Mission profiles are fundamental to any reliability prediction being valid. Without clearly defined environmental and use profiles there will be a long chain of inaccuracy that accumulates into significant errors within a product.
This is what occurs at the following stages, or tools, if the mission profile or environment profile changes after its completion.
- DFMEA: Failure modes may be excluded. Critical failure modes may be ranked low for occurrence and not be addressed
- DOE: Stresses may not be included in the matrix. Resulting singular and interaction failure modes will not be discovered in advance.
- Design validation: Design will be approved for a base use case when in fact it can not handle nominal stress and requires significant redesign in late stages
- Accelerated Life Testing: Life projections are in accurate by orders of magnitude
- Stress Margin Testing: Actual operational margins are less than projected. Variability in actual use margins pass the threshold and failure rate increases
- Warranty Projection: It’s not possible to have an accurate warranty projection without being able to trust all of the above.
What is the process for creating a correct mission profile?
- Define all stresses ( forces, loads) in a nominal use case.
- Identify which will be highly variable and which are expected to stay static regardless of use.
- How many “levels” can the customer base uses profiles be divided into? Two? Three? Five?
- Test the product in field usage and/or simulations
- Characterize these results in the use case levels
What is the process for creating a correct environmental profile?
- Define what are important environmental factors for the product (UV, heat, humidity, water submersion?)
- Categorize anticipated environments by level (Mild, Nominal, Harsh)
- List the stress to failure mode relationships for the environmental based stresses?
With this level of resolution on environmental and use stress any of the listed exercises listed above (DFMEA, ALT, Warranty Projection) will have an established foundation to be created upon. This assists with ensuring that the outputs of these activities stay relevant to the program throughout all phases.

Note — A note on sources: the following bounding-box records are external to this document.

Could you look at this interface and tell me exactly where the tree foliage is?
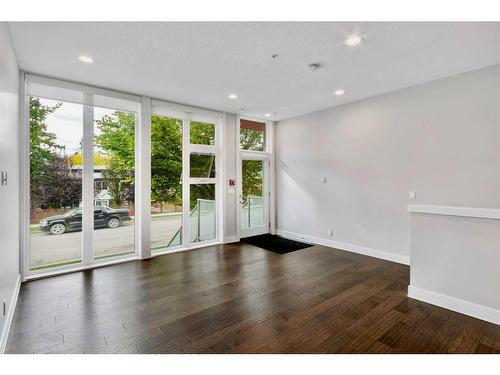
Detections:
[30,98,264,212]
[29,97,81,208]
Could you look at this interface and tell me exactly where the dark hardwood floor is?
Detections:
[7,243,500,353]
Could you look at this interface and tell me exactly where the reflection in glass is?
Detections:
[151,115,186,251]
[29,97,83,270]
[189,184,216,243]
[241,160,264,230]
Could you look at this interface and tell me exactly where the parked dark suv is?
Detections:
[40,206,131,234]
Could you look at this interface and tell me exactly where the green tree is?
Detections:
[94,111,135,206]
[29,97,63,207]
[95,111,263,212]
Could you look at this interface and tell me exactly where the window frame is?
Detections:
[19,71,141,281]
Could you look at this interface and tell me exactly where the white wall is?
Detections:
[276,65,500,259]
[408,210,500,324]
[0,23,19,352]
[222,113,239,242]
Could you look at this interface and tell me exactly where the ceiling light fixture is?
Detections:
[78,55,94,64]
[307,63,321,72]
[345,35,363,47]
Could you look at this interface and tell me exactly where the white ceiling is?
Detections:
[6,22,500,120]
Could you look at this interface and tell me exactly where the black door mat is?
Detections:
[241,234,313,254]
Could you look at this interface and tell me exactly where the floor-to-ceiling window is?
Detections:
[24,75,139,274]
[239,118,271,237]
[151,115,183,251]
[93,107,136,260]
[189,121,218,243]
[27,96,83,270]
[150,101,220,253]
[22,74,222,276]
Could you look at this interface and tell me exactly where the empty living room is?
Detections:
[0,0,500,375]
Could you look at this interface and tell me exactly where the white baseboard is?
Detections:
[224,236,240,243]
[408,285,500,325]
[276,229,410,265]
[0,275,21,354]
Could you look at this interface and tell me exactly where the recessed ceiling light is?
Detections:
[78,55,94,64]
[307,63,321,72]
[345,35,363,47]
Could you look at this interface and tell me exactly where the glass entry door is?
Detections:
[239,158,269,237]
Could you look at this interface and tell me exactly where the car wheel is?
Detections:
[108,217,120,228]
[50,223,66,234]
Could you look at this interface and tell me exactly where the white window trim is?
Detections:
[19,71,143,281]
[236,116,276,238]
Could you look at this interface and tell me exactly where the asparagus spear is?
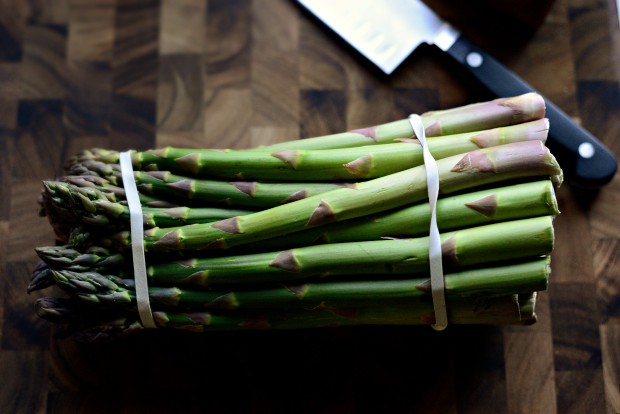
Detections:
[51,257,550,310]
[37,216,553,290]
[126,171,354,208]
[43,181,253,228]
[102,141,561,251]
[259,93,545,151]
[35,293,536,342]
[63,119,549,182]
[250,180,559,251]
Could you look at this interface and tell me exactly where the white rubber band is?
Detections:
[409,114,448,331]
[120,151,157,328]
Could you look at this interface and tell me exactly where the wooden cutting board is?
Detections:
[0,0,620,414]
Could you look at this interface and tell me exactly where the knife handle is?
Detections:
[445,35,618,188]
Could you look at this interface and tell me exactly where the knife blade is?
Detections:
[296,0,618,188]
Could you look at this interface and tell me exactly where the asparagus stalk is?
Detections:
[98,141,561,251]
[63,119,549,181]
[35,293,536,342]
[43,181,253,228]
[51,257,550,310]
[250,180,560,251]
[37,216,553,290]
[259,93,545,151]
[125,171,347,208]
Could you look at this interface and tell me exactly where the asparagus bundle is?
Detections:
[28,94,562,341]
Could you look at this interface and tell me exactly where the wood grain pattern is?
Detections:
[0,0,620,414]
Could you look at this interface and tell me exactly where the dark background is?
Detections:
[0,0,620,414]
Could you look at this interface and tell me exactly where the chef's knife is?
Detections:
[297,0,618,188]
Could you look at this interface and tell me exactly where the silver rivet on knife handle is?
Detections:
[433,23,461,52]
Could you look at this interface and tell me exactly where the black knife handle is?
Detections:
[446,35,618,188]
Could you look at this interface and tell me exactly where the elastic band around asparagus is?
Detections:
[51,256,550,310]
[99,141,561,251]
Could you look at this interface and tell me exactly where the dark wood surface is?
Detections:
[0,0,620,414]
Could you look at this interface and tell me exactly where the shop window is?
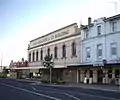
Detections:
[90,70,93,78]
[29,53,31,62]
[54,47,58,58]
[47,48,50,56]
[71,42,76,57]
[32,52,35,61]
[40,49,43,60]
[62,45,66,58]
[115,69,120,78]
[36,51,38,61]
[108,70,112,78]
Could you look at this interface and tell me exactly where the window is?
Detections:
[32,52,35,61]
[36,51,38,61]
[110,43,117,56]
[29,53,31,62]
[86,29,89,38]
[108,70,112,78]
[54,47,57,58]
[97,44,102,59]
[97,26,101,35]
[90,70,93,78]
[47,48,50,56]
[62,45,66,58]
[86,47,90,59]
[115,69,120,78]
[72,42,76,56]
[40,50,43,60]
[112,22,117,32]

Take the time to define “Use Case” and “Environmental Conditions” with the development team early in the program. It is part of your program foundation, ensuring planned activities have maximum influence on creating a reliable design.
-Adam
Bo Eriksson says
Very good summary of the subject. Mission profile is so obviously needed that it sometimes gets difficult to explain why it is needed but I think you made a good job on that.
Fred Schenkelberg says
Thanks Bo, much appreciate he kind words. cheers, Fred
Adam Bahret says
Thanks Bo,
It always surprises me how teams do not invest in this. The gains in having this established vs the small investmetn to create it is so clear.
Regards,
Adm
Goeran says
Hi,
we are currently working on an international standard for a mission profile data format.